Many view disability as something to overcome. As an identity that’s lesser, misled by a societal script that’s worked hard to brainwash us into believing that a human being is synonymous with a ‘human doing’.


That we have to be a slave to its machine and produce until we die (churning and burning our lives for its self-serving gain), in order to exist. As a gradually broken-down worker on a conveyor belt of outputs, discarded once too ill or too old to ‘matter’.


But what the machine doesn’t want you to know is that what matters is not what we produce or do in a day or lifetime: it’s how we exist. What we are. How we are. It’s our state of being and our being present in that very being.


And that’s where society, and by proxy, the public, get it wrong: our existence has never been about ‘doing’; it has always been about our being present for and thriving in every thought/feeling/sensation of that being.


When we ‘do’, we dull. We dull ourselves to what it means to ‘be’, because we don’t pause long enough from ‘doing’ to experience the true art of ‘being’. Of being human.


And that’s where the chronically ill and disabled excel. We’ve been told that since we cannot ‘do’ we have no voice; no place at the table. And through the pain of that experience and the deep physical, emotional and spiritual challenges faced, we rise like Phoenixes from the ashes, shed of the title of ‘human doing’ and born again into the original light of existence: of living as a human being.

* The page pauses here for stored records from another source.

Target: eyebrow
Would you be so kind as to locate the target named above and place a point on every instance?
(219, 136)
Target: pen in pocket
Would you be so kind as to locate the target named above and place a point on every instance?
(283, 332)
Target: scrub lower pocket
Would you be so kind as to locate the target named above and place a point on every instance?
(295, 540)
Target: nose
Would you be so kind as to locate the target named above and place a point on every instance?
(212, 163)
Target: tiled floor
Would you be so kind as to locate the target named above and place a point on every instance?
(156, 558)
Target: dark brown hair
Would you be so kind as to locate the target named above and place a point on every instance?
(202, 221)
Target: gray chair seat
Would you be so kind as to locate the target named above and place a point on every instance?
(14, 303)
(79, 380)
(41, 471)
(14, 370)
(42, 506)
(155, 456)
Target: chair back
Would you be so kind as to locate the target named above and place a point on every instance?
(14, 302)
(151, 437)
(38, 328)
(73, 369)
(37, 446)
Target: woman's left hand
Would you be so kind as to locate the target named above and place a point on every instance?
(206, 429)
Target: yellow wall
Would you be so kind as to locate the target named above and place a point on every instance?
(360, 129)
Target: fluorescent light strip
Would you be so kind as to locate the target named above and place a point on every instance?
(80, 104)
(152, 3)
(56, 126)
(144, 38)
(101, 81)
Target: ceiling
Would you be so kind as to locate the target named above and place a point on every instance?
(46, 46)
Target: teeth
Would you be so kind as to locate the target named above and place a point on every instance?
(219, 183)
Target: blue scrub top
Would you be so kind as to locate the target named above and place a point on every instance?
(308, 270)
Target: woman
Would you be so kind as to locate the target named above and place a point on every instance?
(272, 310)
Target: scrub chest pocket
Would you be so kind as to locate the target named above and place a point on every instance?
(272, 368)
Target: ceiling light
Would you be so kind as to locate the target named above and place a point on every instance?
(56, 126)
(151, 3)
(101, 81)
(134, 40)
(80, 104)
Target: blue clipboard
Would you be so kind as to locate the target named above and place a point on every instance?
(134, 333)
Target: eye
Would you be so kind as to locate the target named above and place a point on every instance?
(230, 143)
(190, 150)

So how disabled are the disabled really, when the greatest disability is to value doing over being? How can you label those more present in this existence as lesser, when they offer the deepest insights into what it truly means to be a human being? This is the greatest trick ever played on humanity and we all fall for it until we are forced to pause through illness (of all types) and ‘dis’ability.


So no. We aren’t lesser.


The only real ‘dis’ability is that of not being present in this human experience. Of focusing on doing (what society imposes and demands of you) instead of being (what life and your soul itself ask of you). And the chain holding you back is ableism, and it’s time to release it.